Tool tool = Tool.newBuilder()
    .addFunctionDeclarations(functionDeclaration)
    .build();

Functions are described using classes that represent a subset of the OpenAPI 3 specification.

This is important to provide descriptions for the functions and its parameters, as the LLM will use that information to figure out which function to call, and which parameters should be passed.

Next, let’s prepare a question asking about the weather in Paris, and configuring the text generation request with that prompt and the tool defined above:

String resourceName = String.format(
    "projects/%s/locations/%s/publishers/google/models/%s",
    vertexAI.getProjectId(), vertexAI.getLocation(), modelName);

Content questionContent =
    ContentMaker.fromString("What's the weather in Paris?");

GenerateContentRequest questionContentRequest =
    GenerateContentRequest.newBuilder()
        .setEndpoint(resourceName)
        .setModel(resourceName)
        .addTools(tool)
        .addContents(questionContent)
        .build();

ResponseStream<GenerateContentResponse> responseStream =
    new ResponseStream<>(new ResponseStreamIteratorWithHistory<>(
        client
            .streamGenerateContentCallable()
            .call(questionContentRequest)
            .iterator())
);

GenerateContentResponse generateContentResponse =
    responseStream.stream().findFirst().get();
Content callResponseContent =
    generateContentResponse.getCandidates(0).getContent();

If you print the callResponseContent variable, you’ll see that it contains a function call request, suggesting that you should call the predefined function with the parameter of Paris:

role: "model"
parts {
  function_call {
    name: "getCurrentWeather"
    args {
      fields {
        key: "location"
        value {
          string_value: "Paris"
        }
      }
    }
  }
}

At that point, as the developer, it’s your turn to work a little, and make the call to that function yourself!
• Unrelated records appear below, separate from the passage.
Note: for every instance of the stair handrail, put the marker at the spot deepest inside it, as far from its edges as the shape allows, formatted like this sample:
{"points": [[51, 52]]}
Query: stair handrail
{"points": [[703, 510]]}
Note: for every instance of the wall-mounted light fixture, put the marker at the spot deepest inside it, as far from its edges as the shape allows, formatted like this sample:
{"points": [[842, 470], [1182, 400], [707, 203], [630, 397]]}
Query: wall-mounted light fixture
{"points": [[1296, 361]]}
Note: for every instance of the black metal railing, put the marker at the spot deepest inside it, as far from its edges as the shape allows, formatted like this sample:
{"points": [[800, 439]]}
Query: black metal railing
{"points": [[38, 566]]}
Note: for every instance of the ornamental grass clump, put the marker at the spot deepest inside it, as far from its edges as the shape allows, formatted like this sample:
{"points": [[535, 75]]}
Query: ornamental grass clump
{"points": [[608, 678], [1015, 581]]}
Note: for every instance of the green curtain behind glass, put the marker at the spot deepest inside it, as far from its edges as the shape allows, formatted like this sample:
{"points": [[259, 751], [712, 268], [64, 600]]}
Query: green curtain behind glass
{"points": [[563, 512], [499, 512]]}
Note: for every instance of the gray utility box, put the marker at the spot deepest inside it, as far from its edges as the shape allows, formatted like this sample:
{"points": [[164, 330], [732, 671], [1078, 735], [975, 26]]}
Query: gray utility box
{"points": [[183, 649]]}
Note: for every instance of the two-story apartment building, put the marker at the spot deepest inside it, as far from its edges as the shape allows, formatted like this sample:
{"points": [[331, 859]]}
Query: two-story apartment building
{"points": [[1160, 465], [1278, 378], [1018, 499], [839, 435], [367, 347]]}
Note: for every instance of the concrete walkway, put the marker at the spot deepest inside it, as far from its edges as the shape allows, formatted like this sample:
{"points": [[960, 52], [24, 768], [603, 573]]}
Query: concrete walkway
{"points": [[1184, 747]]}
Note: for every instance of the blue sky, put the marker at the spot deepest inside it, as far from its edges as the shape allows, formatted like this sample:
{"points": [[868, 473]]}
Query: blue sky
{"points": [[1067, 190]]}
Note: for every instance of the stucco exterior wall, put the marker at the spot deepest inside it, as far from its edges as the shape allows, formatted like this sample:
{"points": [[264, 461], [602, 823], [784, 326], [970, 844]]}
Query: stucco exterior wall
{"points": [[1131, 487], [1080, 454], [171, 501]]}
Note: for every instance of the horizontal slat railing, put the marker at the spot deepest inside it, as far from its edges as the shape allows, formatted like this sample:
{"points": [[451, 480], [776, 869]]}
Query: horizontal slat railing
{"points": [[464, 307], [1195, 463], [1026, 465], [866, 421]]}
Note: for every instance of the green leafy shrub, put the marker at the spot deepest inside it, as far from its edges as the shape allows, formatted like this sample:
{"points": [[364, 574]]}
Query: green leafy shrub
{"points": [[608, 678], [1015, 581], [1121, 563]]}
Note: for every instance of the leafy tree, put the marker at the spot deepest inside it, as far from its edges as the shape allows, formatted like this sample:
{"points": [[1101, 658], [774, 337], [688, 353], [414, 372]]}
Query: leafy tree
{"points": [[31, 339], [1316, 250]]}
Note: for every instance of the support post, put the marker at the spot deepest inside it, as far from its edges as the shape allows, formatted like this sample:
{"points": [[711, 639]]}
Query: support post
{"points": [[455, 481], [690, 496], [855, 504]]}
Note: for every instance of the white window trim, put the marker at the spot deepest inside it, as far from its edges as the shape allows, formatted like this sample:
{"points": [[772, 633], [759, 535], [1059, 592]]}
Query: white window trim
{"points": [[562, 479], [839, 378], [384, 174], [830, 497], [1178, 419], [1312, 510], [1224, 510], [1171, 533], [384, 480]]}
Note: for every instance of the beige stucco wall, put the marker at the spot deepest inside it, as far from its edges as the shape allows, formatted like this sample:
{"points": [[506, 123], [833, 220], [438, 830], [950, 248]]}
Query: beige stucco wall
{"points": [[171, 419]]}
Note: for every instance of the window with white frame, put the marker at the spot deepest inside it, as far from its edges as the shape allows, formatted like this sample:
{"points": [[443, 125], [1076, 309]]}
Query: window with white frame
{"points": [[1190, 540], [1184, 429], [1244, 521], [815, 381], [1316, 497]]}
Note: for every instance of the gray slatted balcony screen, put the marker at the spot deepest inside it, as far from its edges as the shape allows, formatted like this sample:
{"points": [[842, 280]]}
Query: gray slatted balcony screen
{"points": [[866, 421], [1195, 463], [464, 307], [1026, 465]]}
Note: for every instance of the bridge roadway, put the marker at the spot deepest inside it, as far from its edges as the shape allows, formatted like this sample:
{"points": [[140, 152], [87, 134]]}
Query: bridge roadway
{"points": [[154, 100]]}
Let’s pretend I called an external Web Service that gives weather information, and that it returns some JSON payload that would look like so:

{
  "weather": "sunny",
  "location": "Paris"
}

We need now to create a function response structure to pass that information back to the LLM:

Content contentFnResp = Content.newBuilder()
    .addParts(Part.newBuilder()
        .setFunctionResponse(
            FunctionResponse.newBuilder()
                .setResponse(
                    Struct.newBuilder()
                        .putFields("weather",
                            Value.newBuilder().setStringValue("sunny").build())
                        .putFields("location",
                            Value.newBuilder().setStringValue("Paris").build())
                        .build()
                )
                .build()
        )
        .build())
    .build();

Then, since LLMs are actually stateless beasts, we need to give it the whole context of the conversation again, passing the query, the function call response the model suggested us to make, as well as the response we got from the external weather service:

GenerateContentRequest generateContentRequest = GenerateContentRequest.newBuilder()
    .setEndpoint(resourceName)
    .setModel(resourceName)
    .addContents(questionContent)
    .addContents(callResponseContent)
    .addContents(contentFnResp)
    .addTools(tool)
    .build();

And to finish, we’ll invoke the client one last time with that whole dialog and information, and print a response out:

responseStream = new ResponseStream<>(new ResponseStreamIteratorWithHistory<>(
    client
        .streamGenerateContentCallable()
        .call(generateContentRequest)
        .iterator())
);

for (GenerateContentResponse resp : responseStream) {
    System.out.println(ResponseHandler.getText(resp));
}

And happily, Gemini will reply to us that:

The weather in Paris is sunny.

What a lovely way to start the holiday season with a nice and sunny weather!

I wish you all happy year end festivities, and I look forward to seeing you next year. Hopefully next month, I’ll be able to show you some cool new SDK features or the LangChain4j integration! Thanks for reading.